Update: Support for direct list comparison was added to Polars.
df.filter(pl.concat_list(pl.all()) == [2, 5, 8])
Say I have this:
df = polars.DataFrame(dict(
j=[1,2,3],
k=[4,5,6],
l=[7,8,9],
))
shape: (3, 3)
┌─────┬─────┬─────┐
│ j ┆ k ┆ l │
│ --- ┆ --- ┆ --- │
│ i64 ┆ i64 ┆ i64 │
╞═════╪═════╪═════╡
│ 1 ┆ 4 ┆ 7 │
│ 2 ┆ 5 ┆ 8 │
│ 3 ┆ 6 ┆ 9 │
└─────┴─────┴─────┘
I can filter for a particular row doing it one column at at time, i.e.:
df = df.filter(
(polars.col('j') == 2) &
(polars.col('k') == 5) &
(polars.col('l') == 8)
)
shape: (1, 3)
┌─────┬─────┬─────┐
│ j ┆ k ┆ l │
│ --- ┆ --- ┆ --- │
│ i64 ┆ i64 ┆ i64 │
╞═════╪═════╪═════╡
│ 2 ┆ 5 ┆ 8 │
└─────┴─────┴─────┘
I'd like to compare to the list instead though (so I can avoid listing each column and to accommodate variable column DataFrame
s), e.g. something like:
df = df.filter(
polars.concat_list(polars.all()) == [2, 5, 8]
)
...
exceptions.ArrowErrorException: NotYetImplemented("Casting from Int64 to LargeList(Field { name: \"item\", data_type: Int64, is_nullable: true, metadata: {} }) not supported")

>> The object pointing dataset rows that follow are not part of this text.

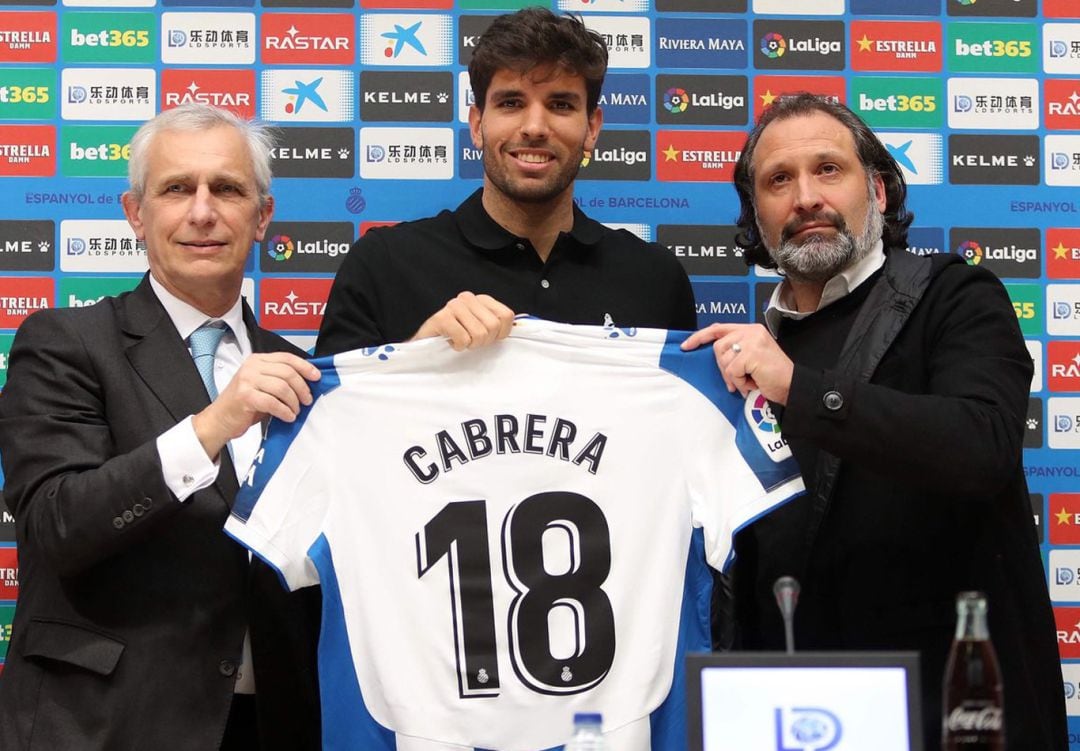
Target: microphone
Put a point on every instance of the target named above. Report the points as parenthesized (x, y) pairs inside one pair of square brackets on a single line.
[(786, 591)]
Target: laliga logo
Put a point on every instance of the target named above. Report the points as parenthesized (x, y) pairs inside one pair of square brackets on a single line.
[(676, 101), (761, 414), (773, 45), (280, 247), (971, 252), (807, 728)]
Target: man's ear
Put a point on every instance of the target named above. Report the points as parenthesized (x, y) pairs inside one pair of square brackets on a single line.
[(132, 205)]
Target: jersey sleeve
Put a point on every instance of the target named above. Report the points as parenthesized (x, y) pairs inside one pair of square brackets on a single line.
[(738, 467), (282, 504)]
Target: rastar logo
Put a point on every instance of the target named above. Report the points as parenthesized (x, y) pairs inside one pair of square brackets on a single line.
[(768, 89), (27, 150), (1064, 518), (310, 39), (1063, 253), (1067, 620), (233, 90), (894, 47), (22, 296), (28, 37), (293, 304), (698, 156), (1063, 359), (9, 574), (1062, 104)]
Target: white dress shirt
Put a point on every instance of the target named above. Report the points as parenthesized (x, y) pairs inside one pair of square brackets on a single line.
[(184, 461)]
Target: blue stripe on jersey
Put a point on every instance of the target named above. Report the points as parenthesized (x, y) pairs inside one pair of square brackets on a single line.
[(347, 724), (280, 436), (667, 722), (698, 369)]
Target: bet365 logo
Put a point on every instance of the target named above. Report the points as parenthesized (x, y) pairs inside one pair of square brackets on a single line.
[(109, 37), (95, 150)]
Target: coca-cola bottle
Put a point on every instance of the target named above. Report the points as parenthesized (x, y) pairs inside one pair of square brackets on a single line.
[(973, 711)]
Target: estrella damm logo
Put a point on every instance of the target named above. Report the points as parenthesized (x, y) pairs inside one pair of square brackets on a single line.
[(27, 94), (109, 38), (990, 48), (95, 150), (898, 102)]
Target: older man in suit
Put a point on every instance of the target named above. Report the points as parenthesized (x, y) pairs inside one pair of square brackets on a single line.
[(124, 430)]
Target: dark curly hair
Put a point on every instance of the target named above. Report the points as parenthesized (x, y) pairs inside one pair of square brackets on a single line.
[(535, 37), (872, 152)]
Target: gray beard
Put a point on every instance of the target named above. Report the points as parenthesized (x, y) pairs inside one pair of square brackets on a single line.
[(819, 258)]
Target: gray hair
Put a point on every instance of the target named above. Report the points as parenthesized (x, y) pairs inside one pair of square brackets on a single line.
[(194, 117)]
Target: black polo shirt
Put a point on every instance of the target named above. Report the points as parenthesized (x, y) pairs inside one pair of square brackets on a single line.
[(395, 278)]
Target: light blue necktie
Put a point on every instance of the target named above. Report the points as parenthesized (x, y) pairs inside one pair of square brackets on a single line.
[(204, 342)]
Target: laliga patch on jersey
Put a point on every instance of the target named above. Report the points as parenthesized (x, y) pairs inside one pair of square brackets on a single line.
[(759, 416)]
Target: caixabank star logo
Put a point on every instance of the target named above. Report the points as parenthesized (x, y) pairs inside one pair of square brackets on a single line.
[(895, 45), (698, 156), (27, 37), (233, 90), (401, 40)]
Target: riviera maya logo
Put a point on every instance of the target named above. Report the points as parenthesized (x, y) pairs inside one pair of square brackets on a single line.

Any ideas why the above is throwing the exception?
I can build the expression manually:
df = df.filter(
functools.reduce(lambda a, e: a & e, (polars.col(c) == v for c, v in zip(df.columns, [2, 5, 8])))
)
but I was hoping there's a way to compare lists directly - e.g. as if I had this DataFrame
originally:
df = polars.DataFrame(dict(j=[
[1,4,7],
[2,5,8],
[3,6,9],
]))
shape: (3, 1)
┌───────────┐
│ j │
│ --- │
│ list[i64] │
╞═══════════╡
│ [1, 4, 7] │
│ [2, 5, 8] │
│ [3, 6, 9] │
└───────────┘
and wanted to find the row which matches [2, 5, 8]
. Any hints?
You can pass multiple conditions to .all_horizontal()
instead of functools.reduce
For a list column, you can compare the values at each index with .list.get()
:
df.filter(
pl.all_horizontal(
pl.col("j").list.get(n) == row[n]
for row in [[2, 5, 8]]
for n in range(len(row))
)
)
shape: (1, 1)
┌───────────┐
│ j │
│ --- │
│ list[i64] │
╞═══════════╡
│ [2, 5, 8] │
└───────────┘
I'm not sure why this doesn't work:
df.filter(pl.col("j") == pl.lit([[2, 5, 8]]))
shape: (0, 1)
┌───────────┐
│ j │
│ --- │
│ list[i64] │
╞═══════════╡
└───────────┘
For regular columns, you could modify your example:
df.filter(
pl.all_horizontal(
pl.col(col) == value
for col, value in dict(zip(df.columns, [2, 5, 8])).items()
)
)